Do you mean something more than regions bordered by both white and black? That’s almost always going to happen in games, since there are usually some dead stones.

A region that touches both black and white stones is neutral, unless all stones of one color touching the region are dead.

So as long as the status of all stones touching a region is unambiguous (either 100% dead or 100% alive, as determined by an algorithm or by both players), the status of that region is unambiguous.

But when the status of some stones is unsettled (players disagree on those stones’ status), the region that touches those stones becomes ambiguous and the game can’t be scored.

Right, but Uberdude seemed to be suggesting that graph theory alone could score a game, without solving any stone’s statuses.

I understand his post as stating that once the status of all stones has been agreed upon unambiguously to be dead or alive (by the players or some algorithm or AI), scoring is a relatively trivial procedure involving only static topology (no AI needed).

1 Like

If that’s the case, I think he’s really arguing against the current way autoscore is applied, with playouts determining not just stone status but actual territory assignment, and I agree that that’s a mess. To follow the rules of Go, stone status should be determined first, then scoring should follow according to simple graph theory rules.

2 Likes

In OTB scoring, agreement on the status of stones is implicit by the players removing all dead stones from the board between passing and rearranging the board to count. So all regions are already topologically unambiguous when counting the score.
So in my view it makes perfect sense to require players to click dead stones in online games before going to the next step of counting the score.

1 Like

It’s a tradeoff between the two problems, isn’t it?

Of course if we had no score cheaters or players who stubbornly refuse to learn about special situations like seki, maybe the manual method would be great. But this is the Internet, and in my limited experience at least, player-scoring problems are 5-10x more common than the autoscore-hint problem. I’m hoping that we can get something that works at least a few times better than the current autoscore, making the issue of illegal hints almost entirely theoretical.

And even if we go with the manual method first, we still need that arbiter.
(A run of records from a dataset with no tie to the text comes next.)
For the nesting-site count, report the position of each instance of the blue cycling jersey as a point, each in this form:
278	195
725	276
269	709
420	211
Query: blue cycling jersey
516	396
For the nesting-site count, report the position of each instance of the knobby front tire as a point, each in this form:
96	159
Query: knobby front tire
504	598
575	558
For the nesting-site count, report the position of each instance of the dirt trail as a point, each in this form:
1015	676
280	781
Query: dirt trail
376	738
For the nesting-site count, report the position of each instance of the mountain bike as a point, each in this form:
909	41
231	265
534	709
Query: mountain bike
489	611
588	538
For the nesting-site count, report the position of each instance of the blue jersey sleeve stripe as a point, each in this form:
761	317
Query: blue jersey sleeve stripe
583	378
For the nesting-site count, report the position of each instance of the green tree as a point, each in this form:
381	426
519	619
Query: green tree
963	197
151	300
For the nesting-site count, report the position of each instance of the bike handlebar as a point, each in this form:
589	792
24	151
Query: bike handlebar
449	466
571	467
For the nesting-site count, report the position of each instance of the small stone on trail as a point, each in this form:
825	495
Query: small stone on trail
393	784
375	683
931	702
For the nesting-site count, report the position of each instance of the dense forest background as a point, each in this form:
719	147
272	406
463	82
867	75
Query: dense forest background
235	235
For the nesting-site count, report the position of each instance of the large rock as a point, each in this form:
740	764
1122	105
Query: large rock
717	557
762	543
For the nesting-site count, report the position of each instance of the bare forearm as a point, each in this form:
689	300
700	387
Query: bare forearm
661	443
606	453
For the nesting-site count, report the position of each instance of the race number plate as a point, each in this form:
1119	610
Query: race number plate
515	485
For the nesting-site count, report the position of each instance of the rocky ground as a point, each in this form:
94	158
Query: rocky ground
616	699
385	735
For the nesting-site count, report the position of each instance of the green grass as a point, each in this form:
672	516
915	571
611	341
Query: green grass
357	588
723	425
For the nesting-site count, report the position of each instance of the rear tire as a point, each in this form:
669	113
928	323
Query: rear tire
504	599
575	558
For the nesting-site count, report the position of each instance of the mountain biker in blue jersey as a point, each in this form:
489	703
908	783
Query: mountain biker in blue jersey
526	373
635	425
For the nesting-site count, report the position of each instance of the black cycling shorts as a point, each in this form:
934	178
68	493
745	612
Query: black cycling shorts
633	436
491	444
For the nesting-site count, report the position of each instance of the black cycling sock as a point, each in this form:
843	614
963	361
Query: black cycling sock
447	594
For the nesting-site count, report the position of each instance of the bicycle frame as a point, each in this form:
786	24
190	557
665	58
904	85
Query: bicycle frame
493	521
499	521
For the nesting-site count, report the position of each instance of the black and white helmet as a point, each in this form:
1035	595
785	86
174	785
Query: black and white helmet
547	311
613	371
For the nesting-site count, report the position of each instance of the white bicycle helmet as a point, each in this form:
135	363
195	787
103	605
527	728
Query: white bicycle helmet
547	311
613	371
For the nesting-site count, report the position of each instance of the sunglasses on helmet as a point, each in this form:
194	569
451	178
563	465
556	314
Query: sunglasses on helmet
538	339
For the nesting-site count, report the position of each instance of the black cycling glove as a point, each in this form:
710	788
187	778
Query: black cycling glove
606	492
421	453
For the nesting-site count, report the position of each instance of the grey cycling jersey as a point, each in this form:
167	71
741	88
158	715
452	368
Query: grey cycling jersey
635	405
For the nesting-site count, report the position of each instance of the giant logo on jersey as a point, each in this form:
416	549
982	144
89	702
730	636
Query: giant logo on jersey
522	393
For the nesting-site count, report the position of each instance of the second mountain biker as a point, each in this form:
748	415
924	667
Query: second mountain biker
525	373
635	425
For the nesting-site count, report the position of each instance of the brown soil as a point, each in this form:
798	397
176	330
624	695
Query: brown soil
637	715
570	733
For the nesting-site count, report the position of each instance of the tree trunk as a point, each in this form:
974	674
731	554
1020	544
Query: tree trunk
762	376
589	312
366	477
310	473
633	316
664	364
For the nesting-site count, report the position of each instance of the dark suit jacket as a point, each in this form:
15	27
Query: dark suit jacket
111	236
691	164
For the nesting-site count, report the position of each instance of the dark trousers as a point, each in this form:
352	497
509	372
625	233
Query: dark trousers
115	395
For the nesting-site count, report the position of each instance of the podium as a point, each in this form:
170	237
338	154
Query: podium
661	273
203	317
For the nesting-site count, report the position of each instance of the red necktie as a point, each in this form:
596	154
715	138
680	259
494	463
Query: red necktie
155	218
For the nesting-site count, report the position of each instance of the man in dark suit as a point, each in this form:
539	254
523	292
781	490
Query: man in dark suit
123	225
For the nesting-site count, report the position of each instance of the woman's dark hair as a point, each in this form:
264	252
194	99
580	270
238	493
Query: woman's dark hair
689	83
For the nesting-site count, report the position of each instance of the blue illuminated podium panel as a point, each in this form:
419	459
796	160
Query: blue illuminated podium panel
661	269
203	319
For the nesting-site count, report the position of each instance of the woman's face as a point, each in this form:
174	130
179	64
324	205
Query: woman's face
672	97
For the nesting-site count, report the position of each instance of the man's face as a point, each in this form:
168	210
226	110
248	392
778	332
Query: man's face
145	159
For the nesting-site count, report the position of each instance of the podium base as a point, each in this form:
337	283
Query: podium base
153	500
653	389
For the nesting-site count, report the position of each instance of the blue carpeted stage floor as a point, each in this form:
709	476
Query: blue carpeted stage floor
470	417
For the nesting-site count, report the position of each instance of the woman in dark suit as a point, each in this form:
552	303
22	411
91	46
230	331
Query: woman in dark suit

Consider that we’ll never have sufficient moderation for all the scoring disputes, so if we’re really going to go this way, we still need some kind of automatic system for resolving the status of groups.

Or if you even have some solution for that (make everyone play with Chinese rules!) maybe you can consider this topic just as a theoretical curiosity.

I don’t think that playing with Chinese rules would solve the bigger issue. It only helps to settle status disagreements without moderator intervention.

I think the issue we’re discussing here is not so much status disagreement between the players, but both players agreeing to go to scoring while the status of some stones is unsettled and then trying to guess which status both players might be implicitly agreeing on (without requiring players to explicitly express their assessments).